Дома всегда было шумно – родители, когда не ругались и не дрались, все равно разговаривали как будто с претензией, всегда как за секунду до скандала. Их ссора вырастала не из чего и никак не разворачивалась – просто начиналась вдруг в полную силу. Гранкину ссора казалась бесконечной – просто делилась на активные и пассивные фазы, потихоньку сгущаясь.
Утром отец ушел из дома. Даже вещи собрал, но не все. На балконе колыхались ветром его халаты, в прихожей нерешительно толпились сапоги, на книжной полке стопочкой лежали дипломы. Навсегда он ни разу не уходил, и переживать было не о чем.
По случаю того, что Гранкин не мог толком есть и говорить, в школу его не пустили. И мама дома осталась – выходной. Само ее ощущение и присутствие отражалось муторной тревогой, и видеться с ней так не хотелось, что Гранкин законопатился в комнате с компьютером и книгами – если брать, то только штурмом. Старался не пить много воды, чтобы не бегать в туалет и не встречаться с матерью в коридоре. В хлипеньком рассвете он рассматривал в зеркало синюю полосу на шее, и боль была яркая, как первая в жизни настоящая боль. Новый смертный мир иначе звучал и блестел, но парадоксальным образом после путешествия на тот свет ничего не изменилось. Учебники биологии были теми же, что и вчера, и продолжил Гранкин с той же темы, на какой остановился, – не потерялось ничего, не пролетело мимо ничего лишнего. Только иногда легонько постукивало по голове – ни фига себе, жив.
Было тихо. Мама не просыпалась.
Все стало совсем плохо только на обратном пути – загруженный и отрешенный, Никита не сразу заметил ментов. Снять пробу прямо в пункте «Б» Стасов товарищ не дал – мол, довези сначала, голову береги, потом уже и хихоньки, и хахоньки. Удуться хотелось так, что дорога назад, вопреки обыкновению, казалась вдвое длиннее. Нашел себя Никита в мизансцене: лиственный лес по обе стороны шоссе, зеленая сумеречная глубина и рваные края коридора листьев, около двухсот в час, сколько-то пивных промилле, сияющее отсутствие водительских прав, добрый рюкзак двести двадцать восьмой[9] и ментовская машина на хвосте.

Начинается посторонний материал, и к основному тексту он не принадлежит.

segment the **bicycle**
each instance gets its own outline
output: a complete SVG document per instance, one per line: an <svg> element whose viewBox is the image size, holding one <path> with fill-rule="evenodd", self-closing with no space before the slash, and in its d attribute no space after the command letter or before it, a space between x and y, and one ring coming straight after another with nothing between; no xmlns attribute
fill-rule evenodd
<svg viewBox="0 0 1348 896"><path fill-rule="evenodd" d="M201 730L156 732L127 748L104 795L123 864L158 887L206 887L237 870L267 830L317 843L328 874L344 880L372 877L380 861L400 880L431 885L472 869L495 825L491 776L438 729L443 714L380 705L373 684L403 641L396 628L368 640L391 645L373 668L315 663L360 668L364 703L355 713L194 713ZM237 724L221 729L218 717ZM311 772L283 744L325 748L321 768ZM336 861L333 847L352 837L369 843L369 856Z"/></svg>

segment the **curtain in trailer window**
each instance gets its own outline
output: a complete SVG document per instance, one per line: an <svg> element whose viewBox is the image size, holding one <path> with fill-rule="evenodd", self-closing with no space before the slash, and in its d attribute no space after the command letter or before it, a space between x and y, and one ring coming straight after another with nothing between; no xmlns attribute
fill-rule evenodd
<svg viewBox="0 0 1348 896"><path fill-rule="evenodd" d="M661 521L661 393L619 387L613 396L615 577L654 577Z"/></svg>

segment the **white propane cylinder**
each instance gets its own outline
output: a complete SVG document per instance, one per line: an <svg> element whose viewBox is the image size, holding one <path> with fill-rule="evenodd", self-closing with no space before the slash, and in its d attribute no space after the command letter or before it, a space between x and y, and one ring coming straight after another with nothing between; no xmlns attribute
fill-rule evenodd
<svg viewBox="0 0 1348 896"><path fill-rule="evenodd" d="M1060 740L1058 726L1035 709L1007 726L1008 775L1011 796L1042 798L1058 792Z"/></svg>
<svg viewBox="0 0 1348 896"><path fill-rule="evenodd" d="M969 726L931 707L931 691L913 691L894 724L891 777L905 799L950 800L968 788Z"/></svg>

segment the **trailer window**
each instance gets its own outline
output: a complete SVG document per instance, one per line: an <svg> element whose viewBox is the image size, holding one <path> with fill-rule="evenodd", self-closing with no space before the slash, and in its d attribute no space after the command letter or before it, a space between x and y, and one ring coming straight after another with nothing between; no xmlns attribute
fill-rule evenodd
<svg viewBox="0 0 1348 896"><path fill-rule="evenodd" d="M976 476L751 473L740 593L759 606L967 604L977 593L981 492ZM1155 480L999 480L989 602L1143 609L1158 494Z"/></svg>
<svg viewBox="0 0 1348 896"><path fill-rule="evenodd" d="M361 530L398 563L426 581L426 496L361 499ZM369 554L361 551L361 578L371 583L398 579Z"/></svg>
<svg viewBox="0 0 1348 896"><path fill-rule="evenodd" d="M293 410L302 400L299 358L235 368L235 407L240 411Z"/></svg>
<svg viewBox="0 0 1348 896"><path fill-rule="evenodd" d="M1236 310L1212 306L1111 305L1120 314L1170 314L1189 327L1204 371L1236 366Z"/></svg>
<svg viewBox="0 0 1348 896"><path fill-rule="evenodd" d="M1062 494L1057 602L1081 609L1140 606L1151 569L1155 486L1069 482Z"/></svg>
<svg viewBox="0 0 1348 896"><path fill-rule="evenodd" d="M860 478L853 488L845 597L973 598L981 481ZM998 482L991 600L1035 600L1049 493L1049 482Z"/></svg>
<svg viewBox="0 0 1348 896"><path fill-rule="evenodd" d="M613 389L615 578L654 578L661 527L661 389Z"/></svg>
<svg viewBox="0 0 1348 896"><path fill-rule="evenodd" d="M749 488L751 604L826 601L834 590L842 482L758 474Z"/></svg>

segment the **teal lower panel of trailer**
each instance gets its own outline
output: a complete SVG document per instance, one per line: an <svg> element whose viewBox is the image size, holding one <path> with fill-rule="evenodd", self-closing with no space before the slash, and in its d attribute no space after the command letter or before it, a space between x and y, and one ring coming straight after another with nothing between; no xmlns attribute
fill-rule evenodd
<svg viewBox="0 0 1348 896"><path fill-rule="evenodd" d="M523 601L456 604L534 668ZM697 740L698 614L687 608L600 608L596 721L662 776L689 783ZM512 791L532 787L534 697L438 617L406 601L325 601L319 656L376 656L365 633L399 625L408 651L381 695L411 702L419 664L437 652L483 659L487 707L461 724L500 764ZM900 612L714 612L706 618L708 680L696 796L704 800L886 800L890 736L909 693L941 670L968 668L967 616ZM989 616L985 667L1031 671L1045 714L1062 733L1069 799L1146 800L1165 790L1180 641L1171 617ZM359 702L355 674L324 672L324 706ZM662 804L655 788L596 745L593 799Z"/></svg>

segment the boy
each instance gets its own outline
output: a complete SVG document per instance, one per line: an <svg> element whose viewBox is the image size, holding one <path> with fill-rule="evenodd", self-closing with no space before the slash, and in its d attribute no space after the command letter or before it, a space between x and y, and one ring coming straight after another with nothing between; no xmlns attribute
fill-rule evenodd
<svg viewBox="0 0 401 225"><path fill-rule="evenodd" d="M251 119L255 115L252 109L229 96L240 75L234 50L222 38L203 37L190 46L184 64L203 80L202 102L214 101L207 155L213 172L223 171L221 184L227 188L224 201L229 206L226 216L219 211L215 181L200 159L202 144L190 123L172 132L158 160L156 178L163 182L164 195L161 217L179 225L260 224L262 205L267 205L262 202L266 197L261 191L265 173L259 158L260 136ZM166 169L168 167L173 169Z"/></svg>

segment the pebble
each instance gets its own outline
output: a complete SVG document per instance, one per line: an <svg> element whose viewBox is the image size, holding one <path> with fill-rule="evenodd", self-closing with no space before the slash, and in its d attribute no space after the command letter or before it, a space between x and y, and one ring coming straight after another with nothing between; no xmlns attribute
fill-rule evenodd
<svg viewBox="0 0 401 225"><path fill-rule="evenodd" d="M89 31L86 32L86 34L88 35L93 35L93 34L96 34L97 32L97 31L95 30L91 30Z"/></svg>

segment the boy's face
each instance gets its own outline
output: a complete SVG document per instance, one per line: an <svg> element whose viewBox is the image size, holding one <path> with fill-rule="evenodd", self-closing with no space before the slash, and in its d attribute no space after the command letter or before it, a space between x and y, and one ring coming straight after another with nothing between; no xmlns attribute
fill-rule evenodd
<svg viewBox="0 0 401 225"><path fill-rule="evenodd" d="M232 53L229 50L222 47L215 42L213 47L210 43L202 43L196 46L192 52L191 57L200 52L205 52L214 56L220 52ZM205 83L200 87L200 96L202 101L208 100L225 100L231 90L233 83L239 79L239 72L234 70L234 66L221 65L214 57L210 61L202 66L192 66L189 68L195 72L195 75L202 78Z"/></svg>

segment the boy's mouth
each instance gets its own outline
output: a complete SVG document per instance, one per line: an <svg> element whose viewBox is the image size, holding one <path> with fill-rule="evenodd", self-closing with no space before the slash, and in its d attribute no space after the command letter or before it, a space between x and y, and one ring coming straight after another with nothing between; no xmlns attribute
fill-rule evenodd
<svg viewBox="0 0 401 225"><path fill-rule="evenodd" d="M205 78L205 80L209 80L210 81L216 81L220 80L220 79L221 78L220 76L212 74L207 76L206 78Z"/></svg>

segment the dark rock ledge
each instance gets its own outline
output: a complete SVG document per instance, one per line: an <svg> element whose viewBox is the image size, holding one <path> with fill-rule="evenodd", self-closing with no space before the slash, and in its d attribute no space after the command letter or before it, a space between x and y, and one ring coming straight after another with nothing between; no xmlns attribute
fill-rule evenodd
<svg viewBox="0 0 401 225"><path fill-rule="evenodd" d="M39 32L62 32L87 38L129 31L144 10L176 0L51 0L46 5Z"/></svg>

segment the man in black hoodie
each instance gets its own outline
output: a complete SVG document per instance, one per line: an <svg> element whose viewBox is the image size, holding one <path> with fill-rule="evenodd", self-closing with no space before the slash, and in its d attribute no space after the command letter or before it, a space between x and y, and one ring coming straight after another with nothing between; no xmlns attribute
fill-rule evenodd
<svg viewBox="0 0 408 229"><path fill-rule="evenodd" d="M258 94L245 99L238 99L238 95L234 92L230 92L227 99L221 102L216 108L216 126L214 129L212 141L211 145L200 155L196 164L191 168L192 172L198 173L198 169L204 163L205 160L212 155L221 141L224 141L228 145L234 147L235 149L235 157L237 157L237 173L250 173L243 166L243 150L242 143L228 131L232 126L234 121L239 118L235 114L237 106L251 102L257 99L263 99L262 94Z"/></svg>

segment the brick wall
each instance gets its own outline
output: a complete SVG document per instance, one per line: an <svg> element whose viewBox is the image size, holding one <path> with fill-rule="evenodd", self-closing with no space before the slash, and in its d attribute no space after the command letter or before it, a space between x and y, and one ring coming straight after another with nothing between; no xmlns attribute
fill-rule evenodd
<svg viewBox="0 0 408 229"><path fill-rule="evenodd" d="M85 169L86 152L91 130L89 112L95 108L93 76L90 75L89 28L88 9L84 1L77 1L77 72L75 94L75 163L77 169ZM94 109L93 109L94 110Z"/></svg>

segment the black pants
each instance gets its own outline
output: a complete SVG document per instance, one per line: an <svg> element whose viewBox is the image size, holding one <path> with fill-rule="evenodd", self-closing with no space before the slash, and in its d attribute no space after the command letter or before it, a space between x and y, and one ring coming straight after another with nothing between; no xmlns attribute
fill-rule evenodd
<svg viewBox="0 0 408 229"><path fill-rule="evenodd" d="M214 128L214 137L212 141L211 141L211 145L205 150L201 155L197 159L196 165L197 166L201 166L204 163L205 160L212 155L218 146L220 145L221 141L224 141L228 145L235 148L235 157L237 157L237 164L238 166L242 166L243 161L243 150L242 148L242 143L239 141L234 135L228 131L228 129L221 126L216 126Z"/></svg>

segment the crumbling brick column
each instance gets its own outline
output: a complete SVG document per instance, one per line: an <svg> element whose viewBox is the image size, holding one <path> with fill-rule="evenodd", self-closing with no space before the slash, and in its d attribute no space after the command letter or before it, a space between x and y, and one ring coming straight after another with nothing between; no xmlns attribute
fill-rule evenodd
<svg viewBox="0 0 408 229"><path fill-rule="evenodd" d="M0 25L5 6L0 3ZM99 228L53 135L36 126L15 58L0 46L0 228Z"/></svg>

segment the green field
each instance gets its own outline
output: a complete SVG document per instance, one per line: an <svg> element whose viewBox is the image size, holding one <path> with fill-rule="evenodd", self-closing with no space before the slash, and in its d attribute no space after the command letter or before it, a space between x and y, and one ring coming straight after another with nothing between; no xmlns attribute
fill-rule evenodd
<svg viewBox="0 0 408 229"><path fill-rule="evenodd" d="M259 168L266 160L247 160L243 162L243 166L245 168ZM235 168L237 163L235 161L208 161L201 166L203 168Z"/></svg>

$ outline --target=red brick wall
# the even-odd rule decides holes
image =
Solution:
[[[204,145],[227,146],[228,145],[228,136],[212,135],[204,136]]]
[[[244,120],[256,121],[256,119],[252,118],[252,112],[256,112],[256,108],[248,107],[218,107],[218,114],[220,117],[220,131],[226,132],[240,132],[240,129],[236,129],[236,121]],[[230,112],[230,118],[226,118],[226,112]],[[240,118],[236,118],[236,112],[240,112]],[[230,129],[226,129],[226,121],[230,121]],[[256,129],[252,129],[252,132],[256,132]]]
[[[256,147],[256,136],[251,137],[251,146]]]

Может, следили и знали. Может, случайно вышло, может, сам черт их из-под земли выкинул ровно Никите под зад – кто ж их, мусоров, разберет.
Страха не было – мгновенно наступила тоска. Никита даже начал замедляться: так ярко в голове загорелась надпись «Всё!» из титров «Ералаша». Может, и суждено было им с Мокрым и Кислым так или иначе по ту сторону оказаться – их было трое, три пацана, а теперь все, Китос, цирк уехал и голуби летят над нашей зоной.
А потом в левом ухе захрустело, домофонно затрещало, запиликало:
– Беги!
Не мужской и не женский голос, не снаружи и не изнутри звучащий, будто само ухо выкашляло серу, сложилось и заговорило. Схватило Никиту за плечи, его ногой нажало на педаль газа, его руками выкрутило руль, вмазало тачку в ствол, выхватило рюкзак и помчало через борщевик Сосновского и белую лебеду, через мелколистные вязы и пахучие тутовники, перемахивая через пеньки и задевая пятками дикую ежевику. Просто прочь, и гори оно.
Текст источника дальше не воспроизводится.